Long before these characteristics were cool, however, the term was linked with American identities in a very different way, and in very different contexts. Tracing its history helps us understand how we have come to embrace a certain kind of contradictory character as a national hero.
If you were a regular theatergoer in the 19th century, you’d have been familiar with a character called the “cool Yankee”—though he looked almost nothing like what cool would come to be. Amoral, selfish, and bumbling, he was a stock character who nevertheless always managed to save the day.
Although this figure was more prevalent on stage than in print, Hank Morgan, the fast-talking engineer in Mark Twain’s A Connecticut Yankee in King Arthur’s Court, is a great literary example: a cruel con man who readers are nevertheless expected to like. The cool Yankee is worth remembering, because the popular imagery of Americanness has never entirely managed to move past the weird faith it represents: the belief that our worst qualities might lead us in positive directions.

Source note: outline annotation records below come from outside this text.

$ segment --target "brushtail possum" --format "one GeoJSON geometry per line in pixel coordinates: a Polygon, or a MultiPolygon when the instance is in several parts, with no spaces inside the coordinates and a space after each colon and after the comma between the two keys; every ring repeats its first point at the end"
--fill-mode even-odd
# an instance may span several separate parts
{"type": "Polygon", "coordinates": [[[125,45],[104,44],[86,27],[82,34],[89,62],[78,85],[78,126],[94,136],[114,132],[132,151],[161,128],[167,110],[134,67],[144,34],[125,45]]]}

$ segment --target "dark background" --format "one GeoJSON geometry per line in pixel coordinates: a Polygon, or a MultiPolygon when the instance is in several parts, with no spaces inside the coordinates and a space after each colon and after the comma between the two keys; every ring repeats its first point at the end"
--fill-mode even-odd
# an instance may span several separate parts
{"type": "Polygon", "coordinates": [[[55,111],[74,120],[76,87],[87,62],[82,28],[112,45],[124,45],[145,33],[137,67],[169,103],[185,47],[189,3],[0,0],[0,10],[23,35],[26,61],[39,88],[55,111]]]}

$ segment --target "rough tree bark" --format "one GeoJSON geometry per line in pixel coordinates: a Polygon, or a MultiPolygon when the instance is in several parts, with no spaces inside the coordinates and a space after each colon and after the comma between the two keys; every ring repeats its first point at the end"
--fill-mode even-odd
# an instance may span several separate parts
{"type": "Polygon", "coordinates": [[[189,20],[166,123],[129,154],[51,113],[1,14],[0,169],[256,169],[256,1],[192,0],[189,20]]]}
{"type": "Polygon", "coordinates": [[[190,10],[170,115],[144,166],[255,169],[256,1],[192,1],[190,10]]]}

To grasp the true 19th-century meaning of cool, it helps to understand the meaning of another slang term of the time, “’cute.” In the popular parlance of the 1840s and ’50s, “’cute Yankees” (just as in ‘Merica, the apostrophe signals a missing “A”) were comic figures, who stood out for their ridiculous attempts at being acute, or clever.

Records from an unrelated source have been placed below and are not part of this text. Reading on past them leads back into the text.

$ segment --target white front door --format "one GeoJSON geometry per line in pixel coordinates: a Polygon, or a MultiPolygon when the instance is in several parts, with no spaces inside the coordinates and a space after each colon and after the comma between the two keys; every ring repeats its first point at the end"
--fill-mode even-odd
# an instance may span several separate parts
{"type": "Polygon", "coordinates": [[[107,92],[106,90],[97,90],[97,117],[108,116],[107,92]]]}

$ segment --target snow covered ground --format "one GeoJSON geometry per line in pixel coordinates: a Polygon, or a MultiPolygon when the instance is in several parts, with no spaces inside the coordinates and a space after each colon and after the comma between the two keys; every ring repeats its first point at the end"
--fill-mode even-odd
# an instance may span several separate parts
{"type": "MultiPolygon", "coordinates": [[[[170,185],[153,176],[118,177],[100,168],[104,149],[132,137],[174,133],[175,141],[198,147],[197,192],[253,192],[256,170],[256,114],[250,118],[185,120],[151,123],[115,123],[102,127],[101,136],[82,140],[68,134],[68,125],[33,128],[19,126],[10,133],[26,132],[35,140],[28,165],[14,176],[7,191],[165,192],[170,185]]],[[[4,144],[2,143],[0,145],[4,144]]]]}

Newspaper readers were very familiar with the ‘cute Yankee’s failings. In one 1846 article from a Connecticut paper, for instance, a man refuses to hand over his ticket to a boat operator, thinking that the worker is trying to steal it. “The old fellow being a regular and ‘cute Yankee, was not easily gulled,” the story concludes. An 1859 New York Times article recounted a “female ‘cute Yankee” who, called into court for selling bootleg whiskey, brought a borrowed baby to appeal to the judge’s sympathy. ‘Cute was anything but admirable: it stood for underhandedness, amorality, and, often, plain stupidity.